Day 79 - get up in the morning shooting them dead, sir...

by PaulEMoz in , , , , , , , , , ,

... so that our race can beeee saved.



Yes, today's post is about one of the finest Commodore shoot 'em ups ever.  It's another game I bought the first chance I got... no waiting for the second-hand shop this time.  There was always a special kind of excitement when you bought a new full-price game.  You'd spend the bus journey home poring over the instructions, maybe letting your mate have a look at the inlay while you familiarised yourself with the game before you'd even played it.  It's not the same now, with demos and YouTube videos available well before the games are released.  I think we've lost a little bit of the air of anticipation.

Just once, I'd love to see one of those walkers fall off the ceiling.
Now, if you followed my other blog, A Gamer Forever Voyaging, then you might feel a bit cheated here, as a lot of this post is lifted from the piece I wrote about this game over there, back in February 2011.  So if you've read it before, you might feel a little nostalgic.  Hey, I've used brand new screen shots, what more do you want?

If you haven' t read it before, then you still might feel nostalgic as you think back to the time when you loaded up this ZZAP! 64 Gold Medal winner and had your mind blown.  Armalyte was grander in scope and ambition than probably any 8-bit computer shmup had previously shown, and was lapped up by any fans of arcade blasters with half a brain.

I'm blue, bah-dn-bee, bah-dn-bouw.
The plot of Armalyte is... oh, who cares?
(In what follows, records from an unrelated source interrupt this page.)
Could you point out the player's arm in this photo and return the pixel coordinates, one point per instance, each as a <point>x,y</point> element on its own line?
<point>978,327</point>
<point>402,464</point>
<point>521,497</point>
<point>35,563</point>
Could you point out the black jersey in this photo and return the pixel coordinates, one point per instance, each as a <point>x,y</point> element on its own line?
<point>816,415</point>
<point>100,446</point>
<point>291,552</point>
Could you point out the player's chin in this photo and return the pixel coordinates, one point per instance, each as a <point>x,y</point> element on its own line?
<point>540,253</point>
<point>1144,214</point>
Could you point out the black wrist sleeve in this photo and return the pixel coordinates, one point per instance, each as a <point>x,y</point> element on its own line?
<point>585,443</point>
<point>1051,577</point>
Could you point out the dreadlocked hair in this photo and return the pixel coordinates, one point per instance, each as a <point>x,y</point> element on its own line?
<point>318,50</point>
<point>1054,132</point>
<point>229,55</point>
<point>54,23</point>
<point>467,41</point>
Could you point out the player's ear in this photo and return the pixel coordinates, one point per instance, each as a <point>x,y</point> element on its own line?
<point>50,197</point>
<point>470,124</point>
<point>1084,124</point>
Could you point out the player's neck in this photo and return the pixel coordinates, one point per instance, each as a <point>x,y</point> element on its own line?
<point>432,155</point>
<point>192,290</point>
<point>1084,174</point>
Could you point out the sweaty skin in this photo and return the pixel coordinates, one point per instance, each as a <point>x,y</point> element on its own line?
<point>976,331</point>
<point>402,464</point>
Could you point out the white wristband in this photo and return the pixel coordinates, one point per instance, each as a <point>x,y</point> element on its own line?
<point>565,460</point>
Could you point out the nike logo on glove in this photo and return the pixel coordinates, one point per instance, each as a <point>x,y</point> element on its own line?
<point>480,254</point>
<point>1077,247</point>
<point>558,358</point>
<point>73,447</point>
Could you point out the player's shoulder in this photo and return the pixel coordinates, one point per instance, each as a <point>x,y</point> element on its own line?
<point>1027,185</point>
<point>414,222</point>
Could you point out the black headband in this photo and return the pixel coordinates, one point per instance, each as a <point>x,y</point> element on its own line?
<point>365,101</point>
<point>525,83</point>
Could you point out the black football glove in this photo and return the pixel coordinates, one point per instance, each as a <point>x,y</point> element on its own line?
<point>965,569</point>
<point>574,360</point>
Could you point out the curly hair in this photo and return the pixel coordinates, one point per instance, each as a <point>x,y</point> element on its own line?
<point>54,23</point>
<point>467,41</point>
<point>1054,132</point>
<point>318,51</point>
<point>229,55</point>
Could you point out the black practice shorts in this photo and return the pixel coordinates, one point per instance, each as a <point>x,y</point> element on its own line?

Something or other that loosely ties it in with Delta... apparently, it seemed like a good idea to market this as a sequel to that game, as if this wasn't good enough to stand on its own.  As it happens, it's more than good enough, and certainly doesn't need the Delta II subtitle it was lumbered with.

Armalyte is a game that takes every other shoot 'em up on the Commodore 64, and ramps up all their best bits by a few notches. It starts in classic Nemesis/Gradius fashion, with your ship flying from left to right as waves of enemies barrel toward you, intent on your destruction. The power-up system is different, though... rather than collecting pods left behind by the destruction of enemy formations, as in Konami's classic, weapons pods are found floating in space, and you activate them by blasting them.

For some reason I fancy a trip to Red Lobster now.
Shooting the floating pods repeatedly switches them through a cycle that includes increased forward fire, rear fire and vertical fire, among others. And if that's not enough for you, there are three huge laser weapons you can switch between that are very satisfying to unleash. Oh, and you start the game with a drone ship which replicates your firepower, which is just as well, given everything you have to attempt to cope with...

There are a few things that elevate Armalyte beyond the bog-standard shooter. The first thing you're likely to notice is the number of opposing ships that you have to deal with. The attack waves come thick and fast, with each containing a good number of enemies. They're relentless, and they're difficult to deal with as they whip about at an often alarming rate. It's overwhelming at first, and you'll find yourself crushed into space dust far more often than you'd like.

What's that? The last one wasn't a boss? This is the boss? Ohhh, damn...
Then there are the levels themselves. Every one is huge and you'll often be praying for the relative safety of empty space, as you'll frequently find yourself with just a small gap to squeeze through, which mightn't be so bad if it wasn't for the alien attack ships waiting on the other side...

There's quite a bit of variety to the levels, which is highly commendable. OK, so the game loads each level separately, but I can think of plenty of multiload games that didn't try so hard. The levels change in colour as you move through them, and each has its own style, giving the game a massive sense of scale.

Ha! Eat laser death, you giant, flying pincer thing.
Should you negotiate the countless minions and treacherous landscapes, you'll find that each level has its own gigantic boss to overcome. These are actually probably the weakest points of Armalyte. They're not bad, don't get me wrong... they're just a teensy bit too similar to each other. It's always been pretty difficult to come up with good enemy boss ships, it seems, and for all they look impressive, especially when they take it upon themselves to fly across the screen at you, I can't help but feel they could have been better somehow. But that's as much a constraint of the horizontally-scrolling shoot 'em up as anything else.  And I'm not a game designer, so it's all very well for me to say that when I almost certainly couldn't dream up anything to even match them.  I'll just shut up now.

This lot almost make The Red Arrows look dull!
Armalyte is a wonder of the 8-bit era. It came at a time when people thought they could no longer be surprised or impressed by a Commodore 64 game, and were proven wrong in slack-jawed amazement. It was easily Thalamus' most impressive release to date from a technical standpoint, and fully deserving of its Gold Medal, and any other honours that may have been thrown its way. It's good enough to make me want to play again now that I've finished writing about it... the sign of a top-notch game if ever there was one.

You can bet it'll have a place in the book, probably with nice big screenshots too.  Hopefully there'll be some accompanying words from the lads behind it as well.  It's no accident that it's consistently in "Best of C64" lists... it's one of the crowning glories of its time.